I start thinking about all the things we could do.
- We could phone the city.
- We could complain about the rude all-caps notes, and the refusal of pickup.
- We could take our bags of recycling to the city council and leave it on their doorstep.
- We could bag it all in black bags and put it out with next week’s garbage.
We are good people. We are nice people. We want to have respect for others. We want to be environmentally friendly.
None of these options are good for the environment. None of these options show respect to other humans. None of these options make us ‘nice’ people.
We are frustrated, but we are still kind.
I’m not going to phone the office. I want to. I feel like I’m being bullied a bit with their anger-notes and the piles of crap left on my front lawn.
Calling the office is a bit like telling the teacher. When you’re in kindergarten, you are taught to tell the teacher, and the teacher will help. It’s the right thing to do.
As you get older, you’re still instructed to tell the teacher, but the teacher then coaches you how to problem solve.
When you’re even older, you problem solve first, before telling the teacher.
Finally, there’s no teacher and you’re out in the real world with your newly attained problem solving skills.
I really wish I had a teacher right about now, but I’m an adult. And I got this.
There is no point in having a screaming match or a pissing contest with the recycling guys. Maybe they’re having a hard day. Maybe they are scared to be out in the world due to the virus.
I get it.
Gratitude Through Adversity
I am grateful that people pick up the trash/recycling/food waste. This is a luxury.

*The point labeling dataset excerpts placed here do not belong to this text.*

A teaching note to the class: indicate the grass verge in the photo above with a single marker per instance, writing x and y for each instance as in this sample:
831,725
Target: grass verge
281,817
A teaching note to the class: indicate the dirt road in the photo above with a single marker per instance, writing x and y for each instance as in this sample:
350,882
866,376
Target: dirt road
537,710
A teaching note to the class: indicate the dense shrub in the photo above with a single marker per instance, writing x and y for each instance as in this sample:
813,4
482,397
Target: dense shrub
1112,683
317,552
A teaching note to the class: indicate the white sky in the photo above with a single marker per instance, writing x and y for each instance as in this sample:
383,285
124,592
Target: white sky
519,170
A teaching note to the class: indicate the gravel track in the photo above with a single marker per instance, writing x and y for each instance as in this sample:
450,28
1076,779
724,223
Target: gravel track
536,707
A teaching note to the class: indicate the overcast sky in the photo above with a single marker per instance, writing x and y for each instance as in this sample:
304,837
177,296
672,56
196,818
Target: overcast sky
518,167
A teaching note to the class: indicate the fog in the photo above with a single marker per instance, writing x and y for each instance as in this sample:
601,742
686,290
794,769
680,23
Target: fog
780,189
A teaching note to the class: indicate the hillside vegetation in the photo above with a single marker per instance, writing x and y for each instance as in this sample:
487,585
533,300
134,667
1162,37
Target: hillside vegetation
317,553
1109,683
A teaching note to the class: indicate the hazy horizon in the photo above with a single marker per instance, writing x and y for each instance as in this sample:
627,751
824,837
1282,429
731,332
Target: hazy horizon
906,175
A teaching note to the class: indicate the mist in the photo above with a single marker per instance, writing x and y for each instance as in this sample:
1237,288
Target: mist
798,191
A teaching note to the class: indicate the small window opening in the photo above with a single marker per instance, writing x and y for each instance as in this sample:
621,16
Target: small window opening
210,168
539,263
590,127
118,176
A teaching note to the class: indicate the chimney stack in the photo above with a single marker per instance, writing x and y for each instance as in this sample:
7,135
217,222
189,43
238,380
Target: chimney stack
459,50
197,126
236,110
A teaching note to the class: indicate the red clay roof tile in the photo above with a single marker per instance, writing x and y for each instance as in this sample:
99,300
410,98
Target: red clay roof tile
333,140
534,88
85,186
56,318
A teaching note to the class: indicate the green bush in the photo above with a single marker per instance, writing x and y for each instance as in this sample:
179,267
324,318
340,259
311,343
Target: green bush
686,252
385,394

I am also grateful that with all this extra recycling, my kids have chosen to make new crafts.
The house they built for their stuffed cat named Spots, now has backyard, pool, and fireplace with chimney. They call it Spots Mansion.
I am channeling my frustration into gratitude because I don’t know why the recycling guys hate me. Maybe they don’t. Maybe it’s not personal.
Maybe it is personal. Maybe I’m the only person in the town who doesn’t know fibre from plastic. Maybe these guys are sitting at home, thinking of all the ways they can ruin my week.
It’s not good for my mental health to think about all these maybes. I can’t control any of them.
So, for my sanity, I’ve been practicing the principle I have given my children.
It is nobody’s business what someone else thinks of me. It’s certainly not my business.
Instead of wasting any more energy on what I did wrong and what other people think of me, I’m going to spend my energy focusing on what I’m grateful for, and how I can make someone else’s day better.